7. Put together an emergency meltdown kit
Having an emergency kit can come in handy especially if your child tends to have meltdowns in public places. A well-stocked kit can help you defuse the situation and can make it easier to calm your child. Be sure to take this kit with you wherever you go so you’ll never be caught off guard. Ideally, you should tailor the kit to suit your child’s preferences. You can include things like your child’s favorite toy, a body sock, a heating pad, a handheld massage ball, or some aromatherapy oils.
8. Stay calm
It’s essential that you try to remain as calm as possible when your child has a meltdown. Any sudden movements or aggressive actions could be perceived as a threat by your child, triggering violent behavior. It’s best to talk in a soft, calm voice and to move as slowly as possible. Also, avoid any forceful behavior such as throwing your child to the ground.
9. Watch what your child eats
Food can be a potent trigger for children with sensory processing issues. Some parents resort to a gluten-free diet as they find this keeps their child calmer. If this seems too extreme, try limiting how much sugar you allow your child to consume.

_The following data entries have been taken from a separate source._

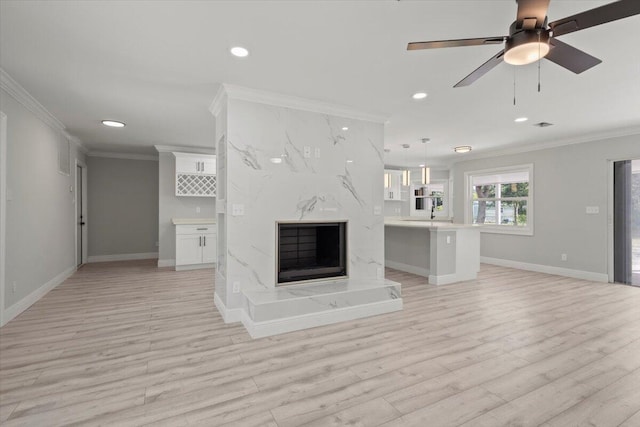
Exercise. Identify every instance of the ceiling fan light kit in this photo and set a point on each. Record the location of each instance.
(531, 38)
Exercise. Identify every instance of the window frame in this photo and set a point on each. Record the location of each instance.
(498, 228)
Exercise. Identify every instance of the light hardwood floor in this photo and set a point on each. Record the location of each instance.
(129, 344)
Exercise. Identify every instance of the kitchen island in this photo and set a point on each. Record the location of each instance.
(441, 251)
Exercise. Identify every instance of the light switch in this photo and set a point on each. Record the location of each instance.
(237, 210)
(593, 210)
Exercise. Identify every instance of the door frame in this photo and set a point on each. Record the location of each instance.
(84, 194)
(3, 210)
(610, 248)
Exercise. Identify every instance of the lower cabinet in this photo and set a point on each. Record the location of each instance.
(195, 246)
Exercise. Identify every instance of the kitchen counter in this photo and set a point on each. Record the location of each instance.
(441, 251)
(192, 221)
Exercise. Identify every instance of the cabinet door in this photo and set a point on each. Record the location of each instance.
(188, 249)
(209, 248)
(188, 164)
(208, 165)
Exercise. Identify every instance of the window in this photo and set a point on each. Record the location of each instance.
(501, 200)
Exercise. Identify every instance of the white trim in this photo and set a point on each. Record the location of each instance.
(312, 320)
(229, 315)
(502, 229)
(166, 263)
(559, 271)
(34, 296)
(287, 101)
(420, 271)
(127, 156)
(122, 257)
(20, 94)
(544, 145)
(3, 209)
(193, 150)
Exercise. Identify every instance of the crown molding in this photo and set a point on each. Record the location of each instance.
(183, 149)
(20, 94)
(127, 156)
(581, 139)
(288, 101)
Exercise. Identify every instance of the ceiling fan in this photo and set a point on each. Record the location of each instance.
(532, 38)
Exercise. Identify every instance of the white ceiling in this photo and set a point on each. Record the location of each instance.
(157, 66)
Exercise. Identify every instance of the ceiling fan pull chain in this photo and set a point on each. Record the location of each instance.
(539, 61)
(514, 86)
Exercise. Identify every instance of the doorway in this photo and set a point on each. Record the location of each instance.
(626, 222)
(81, 213)
(3, 209)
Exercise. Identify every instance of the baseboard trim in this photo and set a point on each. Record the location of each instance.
(539, 268)
(420, 271)
(311, 320)
(122, 257)
(166, 263)
(26, 302)
(229, 315)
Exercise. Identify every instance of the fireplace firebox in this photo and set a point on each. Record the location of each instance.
(311, 250)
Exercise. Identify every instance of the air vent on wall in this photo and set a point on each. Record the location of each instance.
(543, 124)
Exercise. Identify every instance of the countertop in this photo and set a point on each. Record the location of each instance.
(192, 221)
(426, 223)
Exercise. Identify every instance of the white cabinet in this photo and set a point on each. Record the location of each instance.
(195, 246)
(392, 184)
(195, 175)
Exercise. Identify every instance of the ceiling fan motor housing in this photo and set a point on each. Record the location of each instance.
(526, 46)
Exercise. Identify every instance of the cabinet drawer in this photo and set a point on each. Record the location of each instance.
(196, 229)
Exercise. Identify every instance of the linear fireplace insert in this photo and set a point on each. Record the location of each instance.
(311, 250)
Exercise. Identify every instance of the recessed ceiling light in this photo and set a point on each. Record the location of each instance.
(113, 123)
(462, 149)
(239, 51)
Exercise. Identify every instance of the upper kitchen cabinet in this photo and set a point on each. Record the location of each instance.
(195, 175)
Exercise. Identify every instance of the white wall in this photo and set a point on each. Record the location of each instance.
(41, 214)
(566, 180)
(122, 207)
(171, 206)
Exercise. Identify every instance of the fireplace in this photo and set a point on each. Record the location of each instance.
(311, 250)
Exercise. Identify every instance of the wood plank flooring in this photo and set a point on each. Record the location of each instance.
(129, 344)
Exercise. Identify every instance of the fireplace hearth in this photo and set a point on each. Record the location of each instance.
(311, 251)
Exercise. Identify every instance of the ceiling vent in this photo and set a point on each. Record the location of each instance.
(543, 124)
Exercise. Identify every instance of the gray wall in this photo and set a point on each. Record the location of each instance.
(566, 180)
(41, 215)
(171, 206)
(122, 206)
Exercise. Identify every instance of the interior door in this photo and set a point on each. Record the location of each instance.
(626, 225)
(80, 219)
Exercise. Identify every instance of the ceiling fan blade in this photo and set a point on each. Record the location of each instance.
(482, 70)
(528, 10)
(455, 43)
(599, 15)
(570, 58)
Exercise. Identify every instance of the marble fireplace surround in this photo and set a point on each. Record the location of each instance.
(325, 174)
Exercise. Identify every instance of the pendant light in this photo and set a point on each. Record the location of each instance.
(406, 173)
(426, 171)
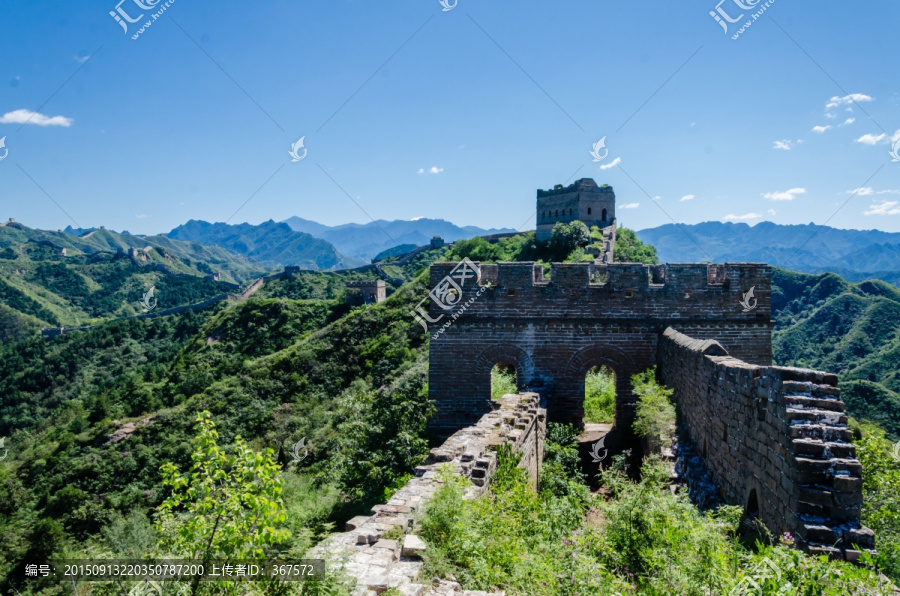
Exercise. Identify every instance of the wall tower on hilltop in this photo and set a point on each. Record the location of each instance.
(582, 201)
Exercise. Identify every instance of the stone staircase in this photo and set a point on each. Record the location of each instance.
(379, 552)
(829, 474)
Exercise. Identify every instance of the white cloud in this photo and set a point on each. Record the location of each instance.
(870, 139)
(847, 100)
(862, 191)
(745, 217)
(787, 195)
(884, 208)
(612, 164)
(29, 117)
(431, 170)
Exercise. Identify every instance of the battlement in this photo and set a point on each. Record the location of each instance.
(585, 184)
(649, 279)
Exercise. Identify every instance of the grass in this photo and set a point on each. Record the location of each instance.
(503, 381)
(600, 395)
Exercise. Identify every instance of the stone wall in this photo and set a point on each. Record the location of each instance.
(774, 439)
(553, 331)
(376, 564)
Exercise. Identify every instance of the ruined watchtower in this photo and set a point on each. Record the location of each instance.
(553, 331)
(583, 201)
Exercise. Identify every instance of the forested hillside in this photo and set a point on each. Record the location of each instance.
(92, 416)
(852, 329)
(53, 278)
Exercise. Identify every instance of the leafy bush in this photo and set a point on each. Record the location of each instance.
(655, 417)
(630, 249)
(503, 381)
(600, 395)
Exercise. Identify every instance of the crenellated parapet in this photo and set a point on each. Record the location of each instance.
(620, 290)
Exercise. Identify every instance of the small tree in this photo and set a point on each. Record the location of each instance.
(655, 417)
(228, 507)
(566, 237)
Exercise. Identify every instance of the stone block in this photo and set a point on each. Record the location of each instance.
(413, 546)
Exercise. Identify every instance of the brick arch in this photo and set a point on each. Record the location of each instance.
(570, 397)
(508, 354)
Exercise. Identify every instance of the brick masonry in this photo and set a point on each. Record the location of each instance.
(376, 564)
(772, 438)
(553, 331)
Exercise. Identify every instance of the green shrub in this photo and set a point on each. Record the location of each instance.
(600, 395)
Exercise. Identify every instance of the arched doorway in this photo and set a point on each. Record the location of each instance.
(503, 380)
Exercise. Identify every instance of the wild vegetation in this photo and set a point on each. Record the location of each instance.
(639, 539)
(101, 426)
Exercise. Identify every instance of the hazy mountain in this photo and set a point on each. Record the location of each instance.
(364, 241)
(271, 243)
(58, 278)
(809, 248)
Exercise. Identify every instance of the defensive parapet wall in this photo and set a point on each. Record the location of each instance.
(376, 564)
(774, 439)
(554, 330)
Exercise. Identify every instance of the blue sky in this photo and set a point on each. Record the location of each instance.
(414, 111)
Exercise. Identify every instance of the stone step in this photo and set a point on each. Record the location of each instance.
(820, 403)
(817, 449)
(806, 414)
(821, 432)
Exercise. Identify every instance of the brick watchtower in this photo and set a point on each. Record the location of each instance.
(583, 201)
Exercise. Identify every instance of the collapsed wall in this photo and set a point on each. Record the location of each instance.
(363, 554)
(774, 439)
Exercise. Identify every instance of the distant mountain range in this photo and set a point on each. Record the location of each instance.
(365, 241)
(853, 254)
(269, 243)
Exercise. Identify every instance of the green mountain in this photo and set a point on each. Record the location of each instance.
(365, 241)
(54, 278)
(270, 243)
(90, 416)
(852, 329)
(854, 254)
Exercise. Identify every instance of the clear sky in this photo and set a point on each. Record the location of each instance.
(415, 111)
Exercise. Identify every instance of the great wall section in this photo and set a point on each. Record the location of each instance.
(773, 439)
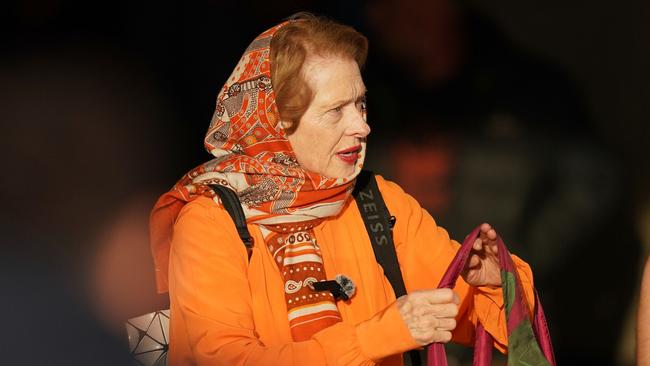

Carbohydrates and sugars tend to increase anxiety and anxiousness in children with autism spectrum disorder.
10. Never act without explaining
To prevent a meltdown from escalating, you need to keep your child as calm as possible. One of the best ways of doing this is by explaining what you’re going to do to your child before you do it. For example, you’d say something like: I want you to hold my hand for your safety. Regardless of whether your child is responsive, a calm explanation can help prevent any impulse reactions.